A TERRA NÃO É SEQUER UMA ESTRELA | Com uma assinalada reverência pela vida, a cosmovisão de Corso parece ter sido influenciada pelo transcendentalismo norte-americano da geração de Emerson, Thoreau e Whitman, [4] professando um anarco-individualismo iconoclasta e libertário, de matiz espiritualista, jamais panfletário e arredio a qualquer filiação. Denota o influxo das correntes de vanguarda, absorvendo técnicas tanto do surrealismo e do dadaísmo como o exemplo romântico de valorização da imaginação como elemento transformador da vida cotidiana. Os poetas românticos ingleses – junto com os gregos clássicos – são influências declaradas. Shelley foi especialmente querido por ele, citado e parafraseado em inúmeros poemas, tais como Eu Segurei um Manuscrito de Shelley, ou, de forma mais velada, em Linhas Escritas em 22-23 de Nov. -1963- em Discórdia, ecoando as Estâncias Escritas Perto de Nápoles, em Depressão, [5] de Shelley, para ficar só em dois exemplos. Matt Hart, em seu ensaioAn Accidental Apreciation, [6] afirma que Corso era “um poeta de vanguarda que…. resgatou valores poéticos tradicionais como Beleza, Expressividade e Sublimidade”.
Em sua poesia final, é elaborado o tema do poeta como “espírito-mensageiro”. Para isso, Corso recorre a um panteão de divindades que simbolizam tal compreensão arquetípica do trabalho poético. Mensageiros dos deuses – cada qual em sua cultura relacionado à escrita e à comunicação entre os reinos divino e humano –, o grego Hermes, o egípcio Thoth e o hindu Ganesha desempenharão papéis importantes em seus poemas. Neles, poetas são seres comprometidos em transmitir uma mensagem divina, ao mesmo tempo em que atestam a realidade deste reino, e são apadrinhados pelos deuses que tradicionalmente efetuaram esse trânsito.
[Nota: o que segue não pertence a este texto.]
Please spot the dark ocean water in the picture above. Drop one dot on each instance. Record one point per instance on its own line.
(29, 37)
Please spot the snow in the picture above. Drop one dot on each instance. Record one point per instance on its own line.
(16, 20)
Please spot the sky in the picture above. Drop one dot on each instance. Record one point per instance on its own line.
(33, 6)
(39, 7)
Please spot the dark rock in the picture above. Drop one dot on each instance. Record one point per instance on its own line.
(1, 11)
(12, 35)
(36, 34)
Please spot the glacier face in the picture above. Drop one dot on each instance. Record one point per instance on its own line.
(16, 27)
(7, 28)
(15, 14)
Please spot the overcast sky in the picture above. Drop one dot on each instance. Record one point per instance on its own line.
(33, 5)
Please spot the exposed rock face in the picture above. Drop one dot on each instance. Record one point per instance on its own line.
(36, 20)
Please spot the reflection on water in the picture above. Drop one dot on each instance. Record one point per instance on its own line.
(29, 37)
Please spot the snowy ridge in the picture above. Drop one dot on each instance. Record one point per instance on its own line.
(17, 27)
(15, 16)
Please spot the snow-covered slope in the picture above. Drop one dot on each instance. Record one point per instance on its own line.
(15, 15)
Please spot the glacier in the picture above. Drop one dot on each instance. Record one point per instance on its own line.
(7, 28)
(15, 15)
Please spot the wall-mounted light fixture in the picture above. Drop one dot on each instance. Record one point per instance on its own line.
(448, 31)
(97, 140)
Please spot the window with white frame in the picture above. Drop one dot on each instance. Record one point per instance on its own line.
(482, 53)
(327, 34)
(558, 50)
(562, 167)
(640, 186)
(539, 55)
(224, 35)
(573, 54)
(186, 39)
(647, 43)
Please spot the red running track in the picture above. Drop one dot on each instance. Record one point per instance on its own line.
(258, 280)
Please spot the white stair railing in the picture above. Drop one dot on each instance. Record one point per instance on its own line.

Hart afirma que “para Corso, poemas são importantes apenas na medida em que participam dos objetivos ideológicos mais amplos da poesia – que são, nominalmente, nos colocar em contato com nós mesmos, com as outras pessoas e com o mundo; e, finalmente, nos tornar mais vivos ao nos trazer para mais perto do Absoluto”.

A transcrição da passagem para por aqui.